Before long, however, cramp hit two more men and they had to rest in the hull. Now there were only three to swim and push from the rear. And their boat had started to founder. By 8 a.m. there could be no doubt; it was gradually sinking. As well, they were fast using up the coast of Viti Levu. Before long only one extremity of land was left. Beyond that was the open Pacific.

By now, search parties were out looking for them. But, imagining a motor breakdown, they were searching around Horseshoe Reef and to the south of Tailevu.



The tropical sun began to rise in the sky. The men felt their lips cracking open, their tongues swelling. Another man crawled helpless into the hull. Only Graeme and Fritz were left pushing.

They had been struggling in the water for 15 hours. The collective effort, which had seemed the wisest thing, might now mean they were collectively doomed. Graeme felt doubt as his flesh flagged; the more effort he exerted, the less chance he would have to save himself at the end. Should he not try to conserve his energy?

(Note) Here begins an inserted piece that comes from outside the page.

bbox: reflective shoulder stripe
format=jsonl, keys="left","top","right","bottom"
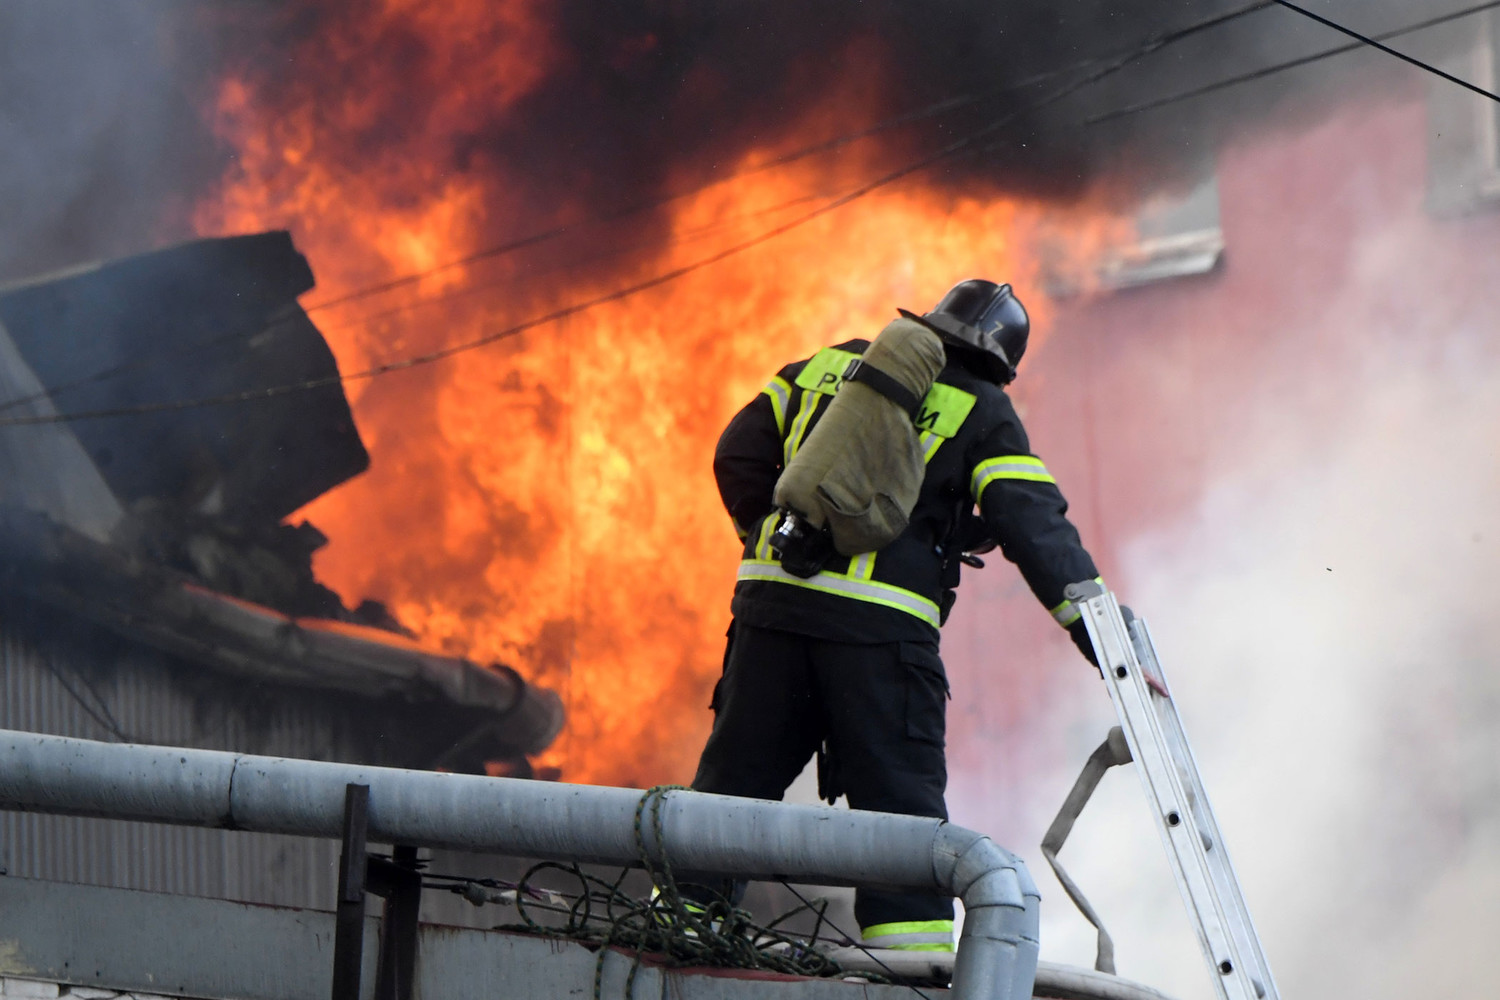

But Fritz, as committed to the group as ever, was an unflagging inspiration. Graeme was awed by his friend's strength of will; he could not let such a man down. Often Fritz seemed to be pushing the craft singlehanded through the sea. Graeme found himself trying to keep pace.

Raw Flesh. Endurance suddenly had its reward. Nothing substantial: a thin rod, a reef marker, a tenuous last hope, rose slowly from the sea between them and the last of Vitu Levu. The sight of that marker, indicator of a reef ahead, brought wild shouting. If they could gain the reef and lash the boat to the marker they might be able to bail their craft out, get it entirely afloat again. They might survive together after all.

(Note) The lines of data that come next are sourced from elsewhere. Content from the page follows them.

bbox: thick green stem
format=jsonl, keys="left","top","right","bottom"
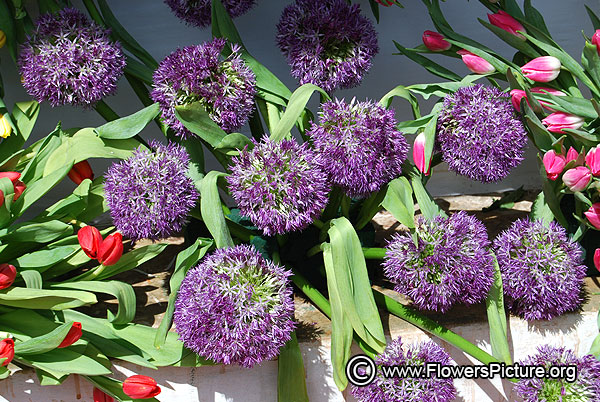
{"left": 322, "top": 187, "right": 343, "bottom": 221}
{"left": 372, "top": 290, "right": 499, "bottom": 365}
{"left": 81, "top": 0, "right": 105, "bottom": 26}
{"left": 362, "top": 247, "right": 386, "bottom": 259}
{"left": 94, "top": 100, "right": 119, "bottom": 121}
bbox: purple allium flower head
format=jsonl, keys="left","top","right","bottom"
{"left": 164, "top": 0, "right": 256, "bottom": 28}
{"left": 493, "top": 218, "right": 586, "bottom": 321}
{"left": 227, "top": 136, "right": 330, "bottom": 236}
{"left": 276, "top": 0, "right": 379, "bottom": 92}
{"left": 151, "top": 38, "right": 256, "bottom": 138}
{"left": 104, "top": 141, "right": 198, "bottom": 242}
{"left": 436, "top": 84, "right": 528, "bottom": 182}
{"left": 18, "top": 8, "right": 126, "bottom": 107}
{"left": 383, "top": 211, "right": 494, "bottom": 312}
{"left": 515, "top": 345, "right": 600, "bottom": 401}
{"left": 174, "top": 244, "right": 296, "bottom": 368}
{"left": 351, "top": 337, "right": 456, "bottom": 402}
{"left": 307, "top": 98, "right": 408, "bottom": 198}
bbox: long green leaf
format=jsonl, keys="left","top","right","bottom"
{"left": 154, "top": 238, "right": 213, "bottom": 348}
{"left": 14, "top": 322, "right": 73, "bottom": 355}
{"left": 328, "top": 218, "right": 386, "bottom": 351}
{"left": 382, "top": 177, "right": 415, "bottom": 229}
{"left": 485, "top": 256, "right": 512, "bottom": 364}
{"left": 174, "top": 103, "right": 227, "bottom": 148}
{"left": 200, "top": 171, "right": 234, "bottom": 248}
{"left": 278, "top": 332, "right": 309, "bottom": 402}
{"left": 96, "top": 103, "right": 160, "bottom": 139}
{"left": 394, "top": 42, "right": 461, "bottom": 81}
{"left": 271, "top": 84, "right": 329, "bottom": 141}
{"left": 0, "top": 287, "right": 96, "bottom": 310}
{"left": 409, "top": 172, "right": 445, "bottom": 219}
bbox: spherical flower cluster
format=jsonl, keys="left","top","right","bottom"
{"left": 383, "top": 212, "right": 494, "bottom": 312}
{"left": 104, "top": 141, "right": 198, "bottom": 242}
{"left": 493, "top": 218, "right": 586, "bottom": 320}
{"left": 515, "top": 345, "right": 600, "bottom": 401}
{"left": 165, "top": 0, "right": 256, "bottom": 28}
{"left": 307, "top": 98, "right": 408, "bottom": 198}
{"left": 227, "top": 136, "right": 330, "bottom": 236}
{"left": 436, "top": 84, "right": 528, "bottom": 182}
{"left": 18, "top": 8, "right": 126, "bottom": 107}
{"left": 173, "top": 245, "right": 296, "bottom": 368}
{"left": 276, "top": 0, "right": 379, "bottom": 92}
{"left": 351, "top": 337, "right": 456, "bottom": 402}
{"left": 151, "top": 38, "right": 256, "bottom": 138}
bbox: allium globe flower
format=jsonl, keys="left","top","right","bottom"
{"left": 276, "top": 0, "right": 379, "bottom": 92}
{"left": 436, "top": 84, "right": 528, "bottom": 182}
{"left": 351, "top": 337, "right": 456, "bottom": 402}
{"left": 173, "top": 245, "right": 295, "bottom": 368}
{"left": 18, "top": 8, "right": 126, "bottom": 107}
{"left": 104, "top": 141, "right": 198, "bottom": 242}
{"left": 165, "top": 0, "right": 256, "bottom": 28}
{"left": 227, "top": 136, "right": 330, "bottom": 236}
{"left": 383, "top": 212, "right": 494, "bottom": 312}
{"left": 493, "top": 218, "right": 586, "bottom": 320}
{"left": 515, "top": 345, "right": 600, "bottom": 401}
{"left": 151, "top": 38, "right": 256, "bottom": 138}
{"left": 307, "top": 98, "right": 408, "bottom": 198}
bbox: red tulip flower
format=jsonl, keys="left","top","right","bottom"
{"left": 0, "top": 338, "right": 14, "bottom": 366}
{"left": 98, "top": 233, "right": 123, "bottom": 266}
{"left": 78, "top": 226, "right": 103, "bottom": 260}
{"left": 68, "top": 160, "right": 94, "bottom": 185}
{"left": 0, "top": 264, "right": 16, "bottom": 290}
{"left": 57, "top": 322, "right": 82, "bottom": 348}
{"left": 93, "top": 387, "right": 114, "bottom": 402}
{"left": 123, "top": 375, "right": 161, "bottom": 399}
{"left": 422, "top": 30, "right": 451, "bottom": 52}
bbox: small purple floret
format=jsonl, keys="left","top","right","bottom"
{"left": 437, "top": 84, "right": 528, "bottom": 182}
{"left": 104, "top": 141, "right": 198, "bottom": 242}
{"left": 308, "top": 98, "right": 408, "bottom": 198}
{"left": 276, "top": 0, "right": 379, "bottom": 92}
{"left": 165, "top": 0, "right": 256, "bottom": 28}
{"left": 515, "top": 345, "right": 600, "bottom": 401}
{"left": 151, "top": 38, "right": 256, "bottom": 138}
{"left": 227, "top": 136, "right": 330, "bottom": 236}
{"left": 351, "top": 337, "right": 456, "bottom": 402}
{"left": 18, "top": 8, "right": 126, "bottom": 107}
{"left": 174, "top": 245, "right": 296, "bottom": 368}
{"left": 493, "top": 218, "right": 586, "bottom": 321}
{"left": 383, "top": 212, "right": 494, "bottom": 312}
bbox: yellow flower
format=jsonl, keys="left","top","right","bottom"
{"left": 0, "top": 115, "right": 12, "bottom": 139}
{"left": 0, "top": 31, "right": 5, "bottom": 49}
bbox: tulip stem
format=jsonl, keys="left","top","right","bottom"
{"left": 78, "top": 264, "right": 106, "bottom": 281}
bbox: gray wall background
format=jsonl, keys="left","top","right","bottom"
{"left": 0, "top": 0, "right": 598, "bottom": 209}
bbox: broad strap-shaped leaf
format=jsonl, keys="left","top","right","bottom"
{"left": 382, "top": 177, "right": 415, "bottom": 229}
{"left": 270, "top": 84, "right": 330, "bottom": 142}
{"left": 322, "top": 243, "right": 353, "bottom": 391}
{"left": 394, "top": 41, "right": 461, "bottom": 81}
{"left": 174, "top": 102, "right": 227, "bottom": 148}
{"left": 155, "top": 238, "right": 213, "bottom": 348}
{"left": 408, "top": 170, "right": 446, "bottom": 219}
{"left": 0, "top": 287, "right": 96, "bottom": 310}
{"left": 200, "top": 171, "right": 234, "bottom": 248}
{"left": 529, "top": 191, "right": 555, "bottom": 226}
{"left": 96, "top": 103, "right": 160, "bottom": 139}
{"left": 485, "top": 255, "right": 512, "bottom": 364}
{"left": 51, "top": 281, "right": 137, "bottom": 325}
{"left": 406, "top": 75, "right": 485, "bottom": 100}
{"left": 20, "top": 270, "right": 42, "bottom": 289}
{"left": 14, "top": 322, "right": 74, "bottom": 355}
{"left": 327, "top": 218, "right": 386, "bottom": 351}
{"left": 277, "top": 332, "right": 309, "bottom": 402}
{"left": 379, "top": 85, "right": 420, "bottom": 118}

"Let's put everything into it for an hour," Fritz said. "We're going to make it for sure, so let's keep at it." And the boat, even though sinking, surged through the sea with their great gust of new energy.

Suddenly, wonderfully, they were there, against the reef, leaping on rock in shallow water, tying up the boat. Fritz found some clams, split them open and passed the tough raw flesh around as salty sustenance. For a while they relaxed in ecstatic exhaustion. However, another three or four kilometres of water had still to be crossed and the bailed-out boat was clearly falling to pieces, its stern about to break away.

When they resumed their effort at 9 a.m., only three men were in fit condition to propel the boat: Fritz, Graeme and one faltering Fijian. The other four were helpless, falling into delirious sleep. Once again, Fritz urged the others on: "We must try harder. Keep on and don't stop."



Before long the third man collapsed. Now Fritz and Graeme, the two who had argued for collective survival in the first place, had to accomplish it alone.

Working an oar, Fritz set the pace. His fresh fanaticism fired Graeme too. An hour passed; and another. Soon, both knew, the tide would change, ebbing away from land. If they did not make the shore before that, their 18-hour struggle across at least 20 kilometres of sea would all be for nothing. The Pacific would surely finish them off. Both men bent to their oars, heads down, sagging. Graeme was beyond pain, almost beyond the world. Yet still he worked mechanically.

Suddenly, Graeme heard Fritz shouting, "Look! Look!"

Graeme looked up and saw tall coconut trees. A village. Fijian children returning from church in their white Sunday best. And a dignified old man waiting to welcome them, in the formal Fijian way, on a beach of pale coral sand.

No nightmare ever had gentler end. Their boat, creaking and cracking, nudged the beach. And Graeme, four kilos lighter than when he last walked land, staggered ashore with the others.

"We heard about you on our radio," said the old man. "But we didn't think you would ever arrive here." "Nor did we," one of the seven responded.
IT WOULD be months before Graeme Coote gave himself wholeheartedly to the Pacific again. By then the confusion and anguish of his ordeal had settled into something solid in his mind. In a situation where tragedy seemed certain, seven men had survived by acting as one, the strong giving strength to the weak. Had they elected for each to take his chance alone, all might have lost the battle with the sea, weak and strong alike.